2011 IEEE Third International Conference on Cloud Computing Technology and Science (2011)
Nov. 29, 2011 to Dec. 1, 2011
Recently, MapReduce has been used to parallelize machine learning algorithms. To obtain the best performance for these algorithms, tuning the parameters of the algorithms is required. However, this is time consuming because it requires executing a MapReduce program multiple times using various parameters. Such multiple executions can be assigned to a cluster in various ways, and the execution time varies depending on the assignments.
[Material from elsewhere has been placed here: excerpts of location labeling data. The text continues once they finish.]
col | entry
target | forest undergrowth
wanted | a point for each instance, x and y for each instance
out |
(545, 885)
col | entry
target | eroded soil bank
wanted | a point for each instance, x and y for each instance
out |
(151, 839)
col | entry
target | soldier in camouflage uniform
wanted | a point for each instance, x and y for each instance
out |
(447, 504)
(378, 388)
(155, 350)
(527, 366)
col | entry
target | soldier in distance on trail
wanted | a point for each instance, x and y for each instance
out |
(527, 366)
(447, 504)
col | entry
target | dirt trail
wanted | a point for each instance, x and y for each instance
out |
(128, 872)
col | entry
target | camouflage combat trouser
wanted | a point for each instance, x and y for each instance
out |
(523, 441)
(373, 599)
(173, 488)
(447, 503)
To achieve the shortest execution time, we propose a method for optimizing the assignment of MapReduce jobs to a cluster assuming machine learning targeted runtime. We developed an execution cost model to predict the total execution time of jobs and obtained the optimal assignment by minimizing the cost model. To evaluate the proposed method, we implemented an experimental MapReduce runtime based on Message Passing Interface and executed logistic regression in four cases. The results showed that the proposed method can correctly predict the optimal job assignment. We also confirmed that the optimal assignment reduced execution time by a maximum 77% compared to the worst assignment.
MapReduce, Machine Learning, Job Scheduling
T. Araki, H. Tamano and S. Nakadai, "Optimizing Multiple Machine Learning Jobs on MapReduce," 2011 IEEE Third International Conference on Cloud Computing Technology and Science(CLOUDCOM), Athens, Greece, 2011, pp. 59-66.